Le projet de recherche Planum, lancé sous l’égide du ministre Willy Borsus, s’étend de 2022 à 2026 et est doté d’un budget de 15 millions d’euros. Les participants sont Sabena Aerospace Technologies, Comet, Citius Engineering, UCLouvain (iMMC/IMAP, IMCN, ICTEAM), ULiège (GeMMe), Sirris, Materia Nova, Wallonia Aerotraining Network. Un hangar Q-ZEN (quasi zéro énergie) sera construit à la limite sud de l’aéroport de Charleroi pour l’activité de démantèlement. Le gouvernement wallon a débloqué une enveloppe de 38,9 millions d’euros. L’Europe prévoit des subsides. Le consortium privé est actuellement composé de Sabena Engineering et COMET. La mise en service devrait débuter en 2026.
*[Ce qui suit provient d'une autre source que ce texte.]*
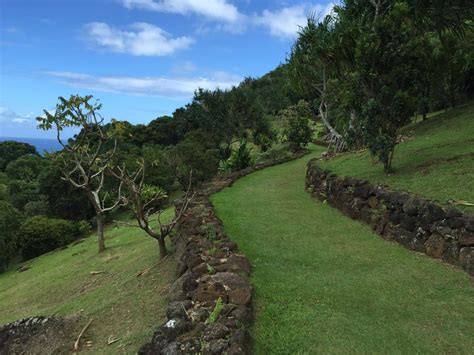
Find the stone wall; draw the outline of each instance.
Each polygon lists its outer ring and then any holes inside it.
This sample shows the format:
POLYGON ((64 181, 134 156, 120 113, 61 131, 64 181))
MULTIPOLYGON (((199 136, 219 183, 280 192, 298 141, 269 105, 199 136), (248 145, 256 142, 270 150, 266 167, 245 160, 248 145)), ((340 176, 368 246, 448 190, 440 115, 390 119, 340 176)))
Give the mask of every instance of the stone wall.
POLYGON ((225 234, 209 196, 242 176, 307 153, 303 150, 291 158, 251 166, 200 189, 173 238, 178 278, 169 291, 167 319, 139 354, 251 353, 251 265, 225 234), (218 300, 222 309, 216 312, 218 300))
POLYGON ((405 192, 342 178, 308 162, 306 189, 387 240, 462 267, 474 275, 474 216, 405 192))

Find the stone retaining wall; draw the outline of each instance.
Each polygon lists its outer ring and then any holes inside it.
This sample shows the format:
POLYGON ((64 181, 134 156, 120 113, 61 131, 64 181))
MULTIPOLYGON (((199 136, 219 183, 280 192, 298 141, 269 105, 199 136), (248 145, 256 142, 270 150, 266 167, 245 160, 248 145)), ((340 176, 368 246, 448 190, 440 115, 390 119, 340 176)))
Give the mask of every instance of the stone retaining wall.
MULTIPOLYGON (((209 196, 242 176, 308 152, 252 166, 202 187, 173 238, 178 279, 169 291, 167 320, 139 354, 251 353, 251 265, 224 233, 209 196), (216 306, 218 300, 222 307, 216 306), (221 308, 219 312, 217 308, 221 308)), ((180 203, 176 203, 177 209, 180 203)))
POLYGON ((473 215, 368 181, 338 177, 318 167, 316 159, 308 162, 306 189, 313 197, 369 224, 385 239, 474 275, 473 215))

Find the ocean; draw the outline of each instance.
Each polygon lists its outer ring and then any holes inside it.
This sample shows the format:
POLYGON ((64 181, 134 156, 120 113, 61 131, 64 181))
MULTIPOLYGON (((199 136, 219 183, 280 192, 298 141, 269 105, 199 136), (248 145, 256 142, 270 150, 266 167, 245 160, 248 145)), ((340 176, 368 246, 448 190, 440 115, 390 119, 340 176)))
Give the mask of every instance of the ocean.
POLYGON ((0 137, 0 142, 17 141, 34 145, 39 154, 43 155, 45 151, 56 152, 61 150, 61 145, 55 139, 44 138, 20 138, 20 137, 0 137))

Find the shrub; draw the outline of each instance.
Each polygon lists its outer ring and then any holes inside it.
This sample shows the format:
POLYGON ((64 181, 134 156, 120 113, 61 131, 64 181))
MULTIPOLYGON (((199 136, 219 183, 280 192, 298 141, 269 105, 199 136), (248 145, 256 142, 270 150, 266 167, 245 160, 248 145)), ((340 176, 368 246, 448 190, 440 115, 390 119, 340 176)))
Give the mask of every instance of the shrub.
POLYGON ((220 161, 219 171, 226 173, 239 171, 250 165, 252 165, 250 150, 247 147, 247 141, 242 140, 239 149, 233 151, 229 159, 220 161))
POLYGON ((28 218, 20 227, 21 254, 31 259, 57 249, 89 230, 86 222, 35 216, 28 218))
POLYGON ((272 162, 275 163, 278 160, 290 158, 293 155, 290 146, 288 144, 278 144, 271 147, 266 152, 262 152, 258 158, 258 163, 272 162))
POLYGON ((0 201, 0 271, 3 271, 18 250, 18 228, 23 216, 11 204, 0 201))

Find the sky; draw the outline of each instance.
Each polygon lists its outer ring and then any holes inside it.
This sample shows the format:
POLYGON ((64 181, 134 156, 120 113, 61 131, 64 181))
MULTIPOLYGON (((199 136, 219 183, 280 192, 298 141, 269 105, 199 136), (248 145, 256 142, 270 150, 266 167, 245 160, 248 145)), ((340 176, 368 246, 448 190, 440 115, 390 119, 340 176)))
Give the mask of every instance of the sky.
POLYGON ((309 14, 332 8, 318 1, 0 0, 0 136, 54 137, 35 117, 59 96, 90 94, 106 120, 148 123, 199 87, 260 77, 309 14))

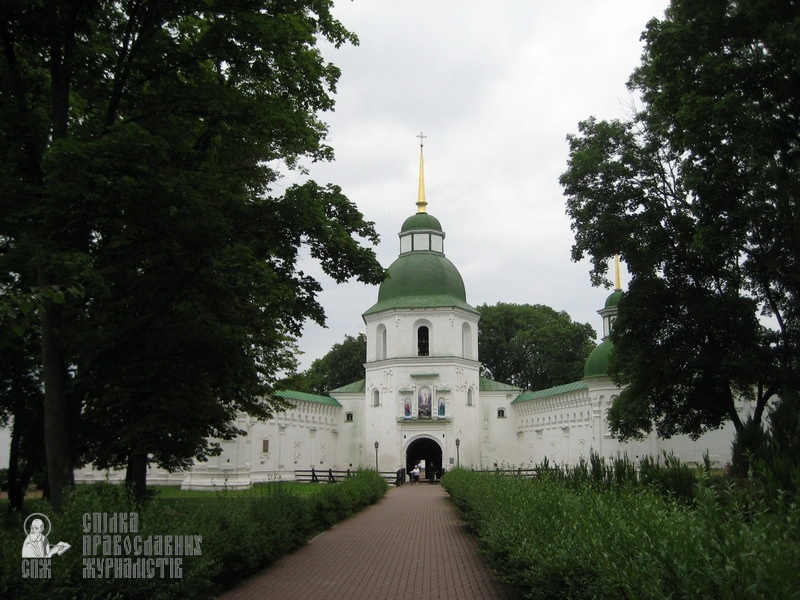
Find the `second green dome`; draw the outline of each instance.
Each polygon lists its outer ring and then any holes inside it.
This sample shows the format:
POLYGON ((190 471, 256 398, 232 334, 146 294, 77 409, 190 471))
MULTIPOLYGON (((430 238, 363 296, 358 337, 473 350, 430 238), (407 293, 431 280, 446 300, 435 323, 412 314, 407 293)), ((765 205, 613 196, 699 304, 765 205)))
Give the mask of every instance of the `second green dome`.
POLYGON ((614 344, 606 340, 589 353, 583 366, 583 376, 586 377, 606 377, 608 376, 608 359, 614 344))

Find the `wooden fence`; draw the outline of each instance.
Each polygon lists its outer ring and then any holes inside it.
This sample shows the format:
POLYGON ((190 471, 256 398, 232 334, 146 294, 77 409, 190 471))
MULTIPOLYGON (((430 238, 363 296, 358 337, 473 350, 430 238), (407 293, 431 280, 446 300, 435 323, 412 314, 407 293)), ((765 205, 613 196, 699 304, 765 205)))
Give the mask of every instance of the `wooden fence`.
MULTIPOLYGON (((402 484, 405 481, 405 469, 402 471, 402 484)), ((356 473, 355 469, 347 469, 345 471, 339 469, 296 469, 294 472, 295 481, 302 481, 305 483, 337 483, 343 481, 356 473)), ((381 477, 386 480, 389 485, 396 485, 400 478, 398 471, 381 471, 381 477)))

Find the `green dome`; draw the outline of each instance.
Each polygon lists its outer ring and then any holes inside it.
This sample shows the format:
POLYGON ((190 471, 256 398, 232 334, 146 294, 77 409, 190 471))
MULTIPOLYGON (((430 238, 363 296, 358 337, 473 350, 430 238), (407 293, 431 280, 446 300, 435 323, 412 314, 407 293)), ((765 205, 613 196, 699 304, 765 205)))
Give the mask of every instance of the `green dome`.
POLYGON ((606 377, 608 375, 608 359, 614 344, 609 340, 592 350, 583 366, 583 377, 606 377))
POLYGON ((622 290, 614 290, 612 294, 606 298, 606 305, 604 308, 616 308, 619 306, 619 301, 622 298, 622 290))
POLYGON ((412 229, 433 229, 434 231, 442 231, 442 225, 439 219, 428 213, 417 213, 408 217, 403 226, 400 228, 400 233, 404 231, 411 231, 412 229))
MULTIPOLYGON (((426 215, 414 215, 417 216, 426 215)), ((406 223, 410 220, 406 220, 406 223)), ((467 304, 467 293, 461 274, 443 254, 409 252, 400 256, 389 267, 388 276, 378 291, 378 302, 364 314, 392 308, 444 306, 477 312, 467 304)))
« Des recherches ont également lieu dans le domaine de la construction des routes. » Pas seulement pour le réemploi des matériaux. « Les réglementations utiles ne suivent pas toujours. » D’autres priorités ? « Il y a le télescope Einstein qui mesurera les ondes gravitationnelles. Nous faisons du lobbying à l’échelle belge pour le construire chez nous. » La Belgique est en lice avec l’Italie. « J’ai l’impression que nous sommes technologiquement plus forts. J’espère que nous y parviendrons. La majeure partie du projet aura alors lieu en Wallonie. Cela devrait changer la donne dans le secteur. »
« Nous pouvons aussi offrir une grande valeur ajoutée dans le secteur aérospatial. » La Wallonie s’est engagée à avoir son propre astronaute wallon. Le Namurois Raphaël Liégeois sera autorisé à embarquer à bord de l’ISS avec l’ESA pendant six mois à partir d’octobre 2026. Cela coûte cher ? Adrien Dolimont sourit en guise de réponse. Un amortissement est prévu. « C’est stratégique, aujourd’hui plus qu’avant. Nous sommes trop dépendants des Etats-Unis. Nous devons prendre les choses en main. Les prochaines années ne seront pas de tout repos. »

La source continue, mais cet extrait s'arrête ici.